Vlad Mikulik comments on Mesa-Search vs Mesa-Control

Vlad Mikulik Sep 15, 2020, 8:41 PM
LW: 3 AF: 3
AF
I am quite confused. I wonder if we agree on the substance but not on the wording, but perhaps it’s worthwhile talking this through.

I follow your argument, and it is what I had in mind when I was responding to you earlier. If approximating $π^{*} (o_{t})$ within the constraints requires computing $f (o_{t})$ , then any policy that approximates $π^{*}$ must compute $f (o_{t})$ . (Assuming appropriate constraints that preclude the policy from being a lookup table precomputed by SGD; not sure if that’s what you meant by “other similar”, though this may be trickier to do formally than we take it to be).
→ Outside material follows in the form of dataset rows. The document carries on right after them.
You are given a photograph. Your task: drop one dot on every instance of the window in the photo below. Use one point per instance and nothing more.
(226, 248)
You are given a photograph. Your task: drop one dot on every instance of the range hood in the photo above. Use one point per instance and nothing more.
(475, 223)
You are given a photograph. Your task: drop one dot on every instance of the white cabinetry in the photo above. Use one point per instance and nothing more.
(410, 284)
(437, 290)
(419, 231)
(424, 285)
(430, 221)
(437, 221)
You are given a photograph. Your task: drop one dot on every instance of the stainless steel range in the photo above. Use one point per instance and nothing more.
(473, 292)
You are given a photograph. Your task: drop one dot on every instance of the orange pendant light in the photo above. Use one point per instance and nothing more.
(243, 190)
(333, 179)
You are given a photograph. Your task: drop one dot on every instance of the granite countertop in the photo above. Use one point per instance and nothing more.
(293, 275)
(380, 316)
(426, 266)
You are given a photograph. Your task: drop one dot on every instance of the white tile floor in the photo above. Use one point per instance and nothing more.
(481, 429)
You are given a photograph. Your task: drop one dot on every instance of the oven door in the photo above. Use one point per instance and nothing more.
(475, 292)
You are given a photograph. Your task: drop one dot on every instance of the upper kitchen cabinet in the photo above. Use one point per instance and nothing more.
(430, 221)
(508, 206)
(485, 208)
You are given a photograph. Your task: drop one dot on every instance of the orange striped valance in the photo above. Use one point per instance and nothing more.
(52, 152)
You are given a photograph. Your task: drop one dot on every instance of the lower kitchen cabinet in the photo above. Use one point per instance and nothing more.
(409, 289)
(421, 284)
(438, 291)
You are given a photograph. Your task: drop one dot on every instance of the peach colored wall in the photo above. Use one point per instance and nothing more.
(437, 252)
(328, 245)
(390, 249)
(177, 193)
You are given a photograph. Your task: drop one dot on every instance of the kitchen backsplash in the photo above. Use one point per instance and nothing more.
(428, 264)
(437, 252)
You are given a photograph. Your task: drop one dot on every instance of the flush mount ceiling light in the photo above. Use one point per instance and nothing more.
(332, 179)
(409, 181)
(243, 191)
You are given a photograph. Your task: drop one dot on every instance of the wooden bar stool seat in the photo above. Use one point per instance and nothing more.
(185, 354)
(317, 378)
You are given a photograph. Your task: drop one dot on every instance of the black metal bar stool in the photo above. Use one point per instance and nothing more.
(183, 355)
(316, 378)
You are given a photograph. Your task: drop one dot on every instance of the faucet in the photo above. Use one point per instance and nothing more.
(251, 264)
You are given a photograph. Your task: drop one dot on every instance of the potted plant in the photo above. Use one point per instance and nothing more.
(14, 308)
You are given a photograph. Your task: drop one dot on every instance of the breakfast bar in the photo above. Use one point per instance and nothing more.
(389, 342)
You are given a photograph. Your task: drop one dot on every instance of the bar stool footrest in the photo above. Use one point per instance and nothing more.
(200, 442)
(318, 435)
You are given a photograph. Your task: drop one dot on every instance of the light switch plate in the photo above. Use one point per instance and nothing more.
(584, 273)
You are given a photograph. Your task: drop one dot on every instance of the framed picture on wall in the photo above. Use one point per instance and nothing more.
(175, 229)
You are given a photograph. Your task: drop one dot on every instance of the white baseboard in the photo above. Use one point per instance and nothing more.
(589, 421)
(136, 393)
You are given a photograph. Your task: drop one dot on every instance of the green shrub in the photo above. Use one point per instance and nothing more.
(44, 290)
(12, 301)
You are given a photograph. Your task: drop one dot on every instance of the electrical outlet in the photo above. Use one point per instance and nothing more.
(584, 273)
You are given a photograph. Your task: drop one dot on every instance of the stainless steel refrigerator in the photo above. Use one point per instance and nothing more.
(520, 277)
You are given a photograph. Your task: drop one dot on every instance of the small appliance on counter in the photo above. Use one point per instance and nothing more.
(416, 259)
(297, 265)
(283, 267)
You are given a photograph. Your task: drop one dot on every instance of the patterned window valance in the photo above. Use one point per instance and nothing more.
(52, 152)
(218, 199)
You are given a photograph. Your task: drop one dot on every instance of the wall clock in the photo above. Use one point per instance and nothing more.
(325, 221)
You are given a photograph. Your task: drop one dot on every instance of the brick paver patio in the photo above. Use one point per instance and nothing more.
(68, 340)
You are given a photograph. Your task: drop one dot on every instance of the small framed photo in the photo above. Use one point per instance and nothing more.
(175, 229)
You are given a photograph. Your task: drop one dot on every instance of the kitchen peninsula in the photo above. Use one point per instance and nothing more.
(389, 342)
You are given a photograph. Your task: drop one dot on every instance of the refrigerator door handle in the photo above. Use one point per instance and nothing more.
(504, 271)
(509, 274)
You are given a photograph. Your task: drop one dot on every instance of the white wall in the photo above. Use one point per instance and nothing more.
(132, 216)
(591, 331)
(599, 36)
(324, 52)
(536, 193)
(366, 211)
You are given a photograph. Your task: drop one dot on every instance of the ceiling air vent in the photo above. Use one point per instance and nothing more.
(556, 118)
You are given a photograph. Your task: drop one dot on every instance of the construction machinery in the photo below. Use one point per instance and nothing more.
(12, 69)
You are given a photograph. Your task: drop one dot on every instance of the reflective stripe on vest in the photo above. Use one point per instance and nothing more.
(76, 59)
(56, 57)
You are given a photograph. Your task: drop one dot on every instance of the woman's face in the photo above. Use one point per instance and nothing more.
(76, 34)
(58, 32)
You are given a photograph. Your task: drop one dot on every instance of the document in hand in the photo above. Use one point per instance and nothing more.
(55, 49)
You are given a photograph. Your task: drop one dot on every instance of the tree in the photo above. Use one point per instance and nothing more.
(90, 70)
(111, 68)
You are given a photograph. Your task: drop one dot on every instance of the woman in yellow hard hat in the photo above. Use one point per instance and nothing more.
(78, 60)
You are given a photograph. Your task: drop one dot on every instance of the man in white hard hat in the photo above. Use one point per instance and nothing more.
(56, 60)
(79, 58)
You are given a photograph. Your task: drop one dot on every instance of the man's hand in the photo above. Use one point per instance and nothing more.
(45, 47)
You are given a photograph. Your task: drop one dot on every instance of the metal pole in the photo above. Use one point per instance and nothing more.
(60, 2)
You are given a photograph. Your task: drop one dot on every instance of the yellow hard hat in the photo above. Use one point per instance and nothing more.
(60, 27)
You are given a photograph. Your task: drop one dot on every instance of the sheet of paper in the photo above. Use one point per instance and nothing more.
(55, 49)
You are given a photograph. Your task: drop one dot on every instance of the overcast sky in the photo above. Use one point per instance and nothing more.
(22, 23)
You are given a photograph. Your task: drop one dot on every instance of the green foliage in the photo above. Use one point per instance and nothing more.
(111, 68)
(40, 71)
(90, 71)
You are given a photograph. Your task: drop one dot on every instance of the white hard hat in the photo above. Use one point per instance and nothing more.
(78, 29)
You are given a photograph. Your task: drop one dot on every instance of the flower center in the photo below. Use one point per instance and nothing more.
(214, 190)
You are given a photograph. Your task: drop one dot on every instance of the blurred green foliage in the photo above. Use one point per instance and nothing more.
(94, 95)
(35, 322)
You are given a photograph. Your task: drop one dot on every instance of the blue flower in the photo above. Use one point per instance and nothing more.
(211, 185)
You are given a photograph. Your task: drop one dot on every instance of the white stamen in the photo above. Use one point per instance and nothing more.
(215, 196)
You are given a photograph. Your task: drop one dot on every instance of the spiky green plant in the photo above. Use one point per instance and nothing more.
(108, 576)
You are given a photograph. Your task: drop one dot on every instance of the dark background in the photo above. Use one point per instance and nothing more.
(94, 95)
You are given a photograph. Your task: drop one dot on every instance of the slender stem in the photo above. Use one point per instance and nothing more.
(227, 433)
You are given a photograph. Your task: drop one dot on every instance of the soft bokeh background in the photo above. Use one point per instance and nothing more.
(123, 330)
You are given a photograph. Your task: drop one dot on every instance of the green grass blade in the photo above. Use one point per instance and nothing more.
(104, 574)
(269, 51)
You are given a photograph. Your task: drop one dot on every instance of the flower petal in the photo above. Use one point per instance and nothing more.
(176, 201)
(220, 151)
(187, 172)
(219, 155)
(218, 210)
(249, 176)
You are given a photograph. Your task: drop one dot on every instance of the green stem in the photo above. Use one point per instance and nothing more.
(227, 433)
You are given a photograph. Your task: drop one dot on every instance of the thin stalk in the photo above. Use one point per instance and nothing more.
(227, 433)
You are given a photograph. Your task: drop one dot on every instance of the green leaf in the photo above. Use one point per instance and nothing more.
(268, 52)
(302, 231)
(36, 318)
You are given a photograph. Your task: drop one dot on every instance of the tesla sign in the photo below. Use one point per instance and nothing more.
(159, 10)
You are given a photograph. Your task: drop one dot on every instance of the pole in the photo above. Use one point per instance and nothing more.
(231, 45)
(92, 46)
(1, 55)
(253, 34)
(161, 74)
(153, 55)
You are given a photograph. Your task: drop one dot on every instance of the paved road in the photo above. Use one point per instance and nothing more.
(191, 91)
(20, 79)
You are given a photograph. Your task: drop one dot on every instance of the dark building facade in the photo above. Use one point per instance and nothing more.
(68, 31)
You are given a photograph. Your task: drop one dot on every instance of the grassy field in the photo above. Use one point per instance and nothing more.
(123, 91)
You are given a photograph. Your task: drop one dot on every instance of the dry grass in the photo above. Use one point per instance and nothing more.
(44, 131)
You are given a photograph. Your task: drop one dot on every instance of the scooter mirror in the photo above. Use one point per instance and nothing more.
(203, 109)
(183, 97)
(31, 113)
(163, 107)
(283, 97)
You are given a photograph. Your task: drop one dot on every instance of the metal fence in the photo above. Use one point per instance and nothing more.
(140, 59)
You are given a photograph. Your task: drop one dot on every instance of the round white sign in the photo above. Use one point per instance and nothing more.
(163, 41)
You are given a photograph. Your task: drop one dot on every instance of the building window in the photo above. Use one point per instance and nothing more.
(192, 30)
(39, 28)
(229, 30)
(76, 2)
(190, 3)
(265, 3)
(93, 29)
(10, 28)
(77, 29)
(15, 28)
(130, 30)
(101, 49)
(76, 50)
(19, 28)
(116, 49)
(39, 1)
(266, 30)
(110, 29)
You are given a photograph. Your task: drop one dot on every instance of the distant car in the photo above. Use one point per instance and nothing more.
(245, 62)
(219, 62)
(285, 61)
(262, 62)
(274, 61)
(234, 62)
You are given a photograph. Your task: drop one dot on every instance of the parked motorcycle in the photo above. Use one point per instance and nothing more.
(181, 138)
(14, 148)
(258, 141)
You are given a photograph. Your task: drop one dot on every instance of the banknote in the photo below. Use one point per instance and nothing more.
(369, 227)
My point is that for $f$ = ‘learning’, I can’t see how anything I would call learning could meaningfully happen inside a single timestep. ‘Learning’ in my head is something that suggests non-ephemeral change; and any lasting change has to feed into the agent’s next state, by which point SGD would have had its chance to make the same change.
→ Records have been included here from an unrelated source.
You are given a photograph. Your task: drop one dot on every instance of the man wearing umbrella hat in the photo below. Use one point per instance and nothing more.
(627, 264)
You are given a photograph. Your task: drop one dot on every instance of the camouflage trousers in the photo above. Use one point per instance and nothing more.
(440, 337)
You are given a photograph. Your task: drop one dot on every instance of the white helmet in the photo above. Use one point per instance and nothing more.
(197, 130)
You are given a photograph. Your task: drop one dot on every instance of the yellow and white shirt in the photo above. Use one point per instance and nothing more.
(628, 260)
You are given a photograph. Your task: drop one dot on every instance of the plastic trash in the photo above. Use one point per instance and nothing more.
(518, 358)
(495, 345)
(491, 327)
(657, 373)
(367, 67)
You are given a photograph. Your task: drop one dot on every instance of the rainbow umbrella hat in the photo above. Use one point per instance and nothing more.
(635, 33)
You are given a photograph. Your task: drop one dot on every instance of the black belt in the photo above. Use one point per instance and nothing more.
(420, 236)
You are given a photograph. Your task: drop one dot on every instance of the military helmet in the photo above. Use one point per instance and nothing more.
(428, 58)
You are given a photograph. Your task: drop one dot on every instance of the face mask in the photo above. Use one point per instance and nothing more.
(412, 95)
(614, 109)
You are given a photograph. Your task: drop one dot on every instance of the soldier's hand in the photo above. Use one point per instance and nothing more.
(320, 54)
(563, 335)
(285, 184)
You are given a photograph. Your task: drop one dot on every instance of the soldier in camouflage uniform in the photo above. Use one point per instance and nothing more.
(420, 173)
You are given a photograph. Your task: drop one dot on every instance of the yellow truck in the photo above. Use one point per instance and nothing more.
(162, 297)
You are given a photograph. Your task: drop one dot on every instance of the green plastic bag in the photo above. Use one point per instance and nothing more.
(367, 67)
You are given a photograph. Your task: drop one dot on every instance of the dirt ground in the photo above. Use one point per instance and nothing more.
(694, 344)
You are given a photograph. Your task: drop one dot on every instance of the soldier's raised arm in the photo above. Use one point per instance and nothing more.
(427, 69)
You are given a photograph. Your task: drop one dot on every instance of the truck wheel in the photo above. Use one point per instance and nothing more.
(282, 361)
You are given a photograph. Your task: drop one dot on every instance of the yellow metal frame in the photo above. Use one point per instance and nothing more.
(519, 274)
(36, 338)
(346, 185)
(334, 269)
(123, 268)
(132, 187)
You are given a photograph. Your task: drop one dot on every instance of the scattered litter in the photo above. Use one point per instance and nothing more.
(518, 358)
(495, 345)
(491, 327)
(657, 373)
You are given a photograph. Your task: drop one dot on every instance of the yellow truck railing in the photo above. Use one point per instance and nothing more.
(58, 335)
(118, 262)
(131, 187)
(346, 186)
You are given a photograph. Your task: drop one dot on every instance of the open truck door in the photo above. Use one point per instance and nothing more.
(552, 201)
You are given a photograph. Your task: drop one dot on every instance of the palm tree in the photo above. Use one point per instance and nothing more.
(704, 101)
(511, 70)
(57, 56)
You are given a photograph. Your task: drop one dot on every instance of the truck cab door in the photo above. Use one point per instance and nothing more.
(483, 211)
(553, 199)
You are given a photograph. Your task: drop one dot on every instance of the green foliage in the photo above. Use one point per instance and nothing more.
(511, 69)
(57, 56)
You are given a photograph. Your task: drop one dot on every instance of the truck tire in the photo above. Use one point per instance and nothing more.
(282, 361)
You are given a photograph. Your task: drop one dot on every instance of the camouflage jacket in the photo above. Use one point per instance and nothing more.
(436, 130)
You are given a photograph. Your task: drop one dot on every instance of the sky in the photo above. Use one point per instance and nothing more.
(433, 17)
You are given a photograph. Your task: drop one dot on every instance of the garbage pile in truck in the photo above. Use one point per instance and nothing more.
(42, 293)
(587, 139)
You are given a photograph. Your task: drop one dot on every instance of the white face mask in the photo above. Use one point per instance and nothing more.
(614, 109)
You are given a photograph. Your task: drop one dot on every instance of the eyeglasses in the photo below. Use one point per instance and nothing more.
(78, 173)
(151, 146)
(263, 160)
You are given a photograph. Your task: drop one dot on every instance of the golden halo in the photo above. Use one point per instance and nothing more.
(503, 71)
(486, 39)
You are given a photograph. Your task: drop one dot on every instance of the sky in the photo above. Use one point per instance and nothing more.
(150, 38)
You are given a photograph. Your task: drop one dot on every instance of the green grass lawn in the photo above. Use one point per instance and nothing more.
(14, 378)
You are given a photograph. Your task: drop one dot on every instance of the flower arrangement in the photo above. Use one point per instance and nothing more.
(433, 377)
Could you give an example of what you mean (this is partially why I wanted to taboo learning)? Or, could you give an example of a task that would require learning in this way? (Note the within-timestep restriction; without that I grant you that there are tasks that require learning).
- evhub Sep 15, 2020, 9:12 PM
  LW: 3 AF: 3
  AF Parent
  
  could you give an example of a task that would require learning in this way? (Note the within-timestep restriction; without that I grant you that there are tasks that require learning)
  
  How about language modeling? I think that the task of predicting what a human will say next given some prompt requires learning in a pretty meaningful way, as it requires the model to be able to learn from the prompt what the human is trying to do and then do that.
  - Vlad Mikulik Sep 19, 2020, 11:41 AM
    LW: 3 AF: 3
    AF Parent
    Good point—I think I wasn’t thinking deeply enough about language modelling. I certainly agree that the model has to learn in the colloquial sense, especially if it’s doing something really impressive that isn’t well-explained by interpolating on dataset examples—I’m imagining giving GPT-X some new mathematical definitions and asking it to make novel proofs.
    I think my confusion was rooted in the fact that you were replying to a section that dealt specifically with learning an inner RL algorithm, and the above sense of ‘learning’ is a bit different from that one. ‘Learning’ in your sense can be required for a task without requiring an inner RL algorithm; or at least, whether it does isn’t clear to me a priori.